Mexican President Enrique Pena Nieto is leaning against asking Congress to do away with age and birthplace requirements as he prepares to nominate a new central bank head, according to a person with knowledge of the selection process.

Jose Antonio Meade

Photographer: Susana Gonzalez/Bloomberg

Pena Nieto in December consulted with Finance Minister Jose Antonio Meade, former Finance Minister Luis Videgaray and current central bank Governor Agustin Carstens about the selection process and some possible candidates, according to the person, who asked not to be identified discussing private deliberations.

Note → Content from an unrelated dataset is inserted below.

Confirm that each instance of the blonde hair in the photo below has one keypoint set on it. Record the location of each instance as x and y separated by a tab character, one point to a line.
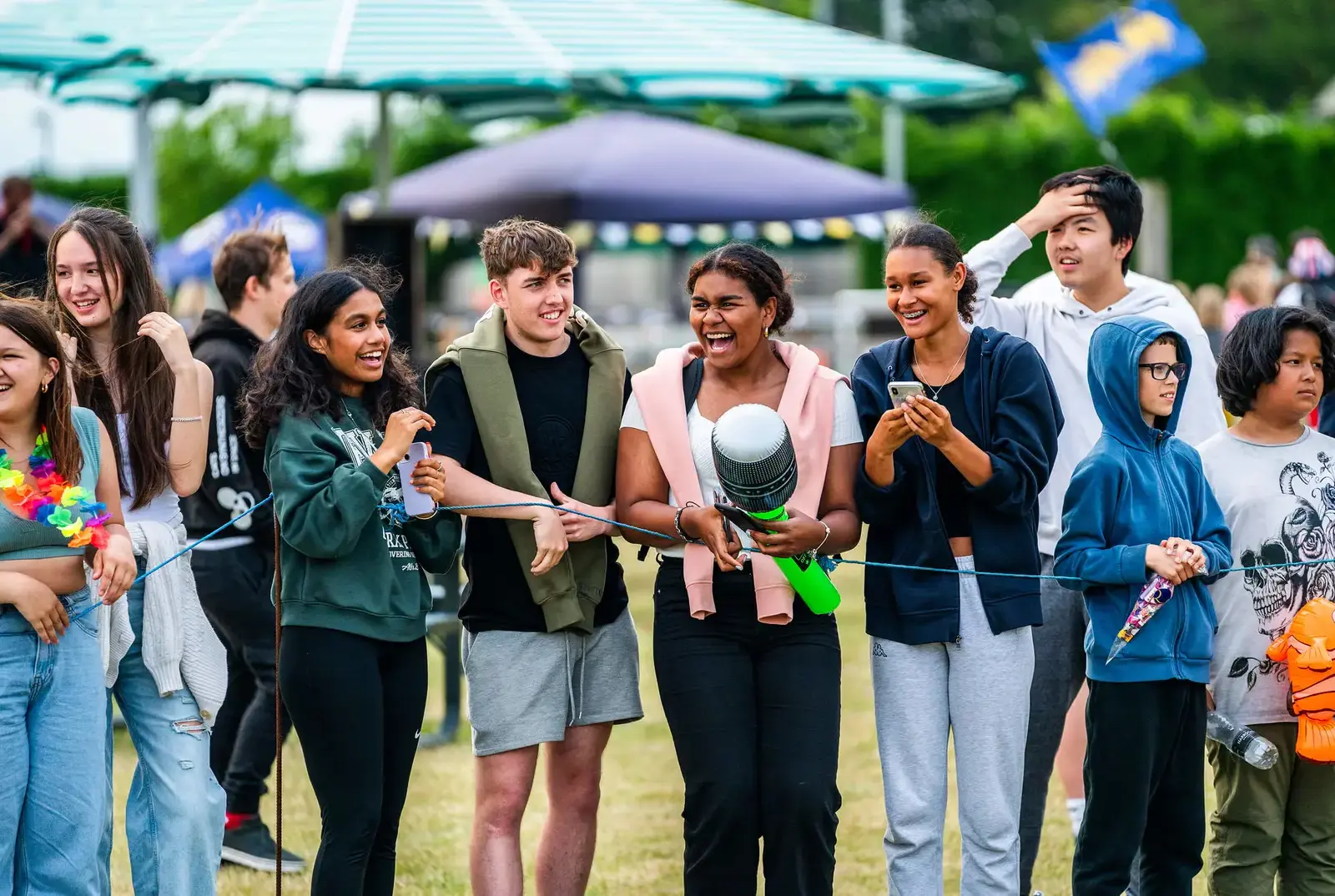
1208	300
1254	284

The president doesn’t have a goal for when to nominate someone, nor does he have a short list, the person said.

Mexican law limits the five members of Banco de Mexico’s board to people 65 or younger at the start of their term and requires that they have been born in Mexico. That eliminates people like Alejandro Werner, the western hemisphere head at the International Monetary Fund born in Argentina, and veteran policy makers such as Angel Gurria, Francisco Gil Diaz and Guillermo Ortiz. Changing the rules would open a congressional debate so broad that lawmakers could conceivably try to add employment as a second mandate alongside price stability or erode the bank’s autonomy.

Alejandro Werner

Photographer: Daniel Acker/Bloomberg

Pena Nieto is looking for a replacement for Carstens at a time when the nation is facing the highest inflation since 2012 after a surge in gasoline prices and a tumble in the peso. The central bank is forecast to raise its key rate, already at the highest since 2009, by a half point to 6.25 percent next week.

Carstens plans to step down in July to run the Bank for International Settlements, leaving Mexico without its best-known policy maker amid new economic challenges from U.S. President Donald Trump, who has promised to end or renegotiate the North American Free Trade Agreement and tax automakers who import cars from Mexico. Economists have mentioned Werner, deputy governors Alejandro Diaz de Leon and Manuel Ramos Francia and deputy Finance Minister Miguel Messmacher as possibilities to replace Carstens.

The Mexican finance ministry’s press office declined to comment.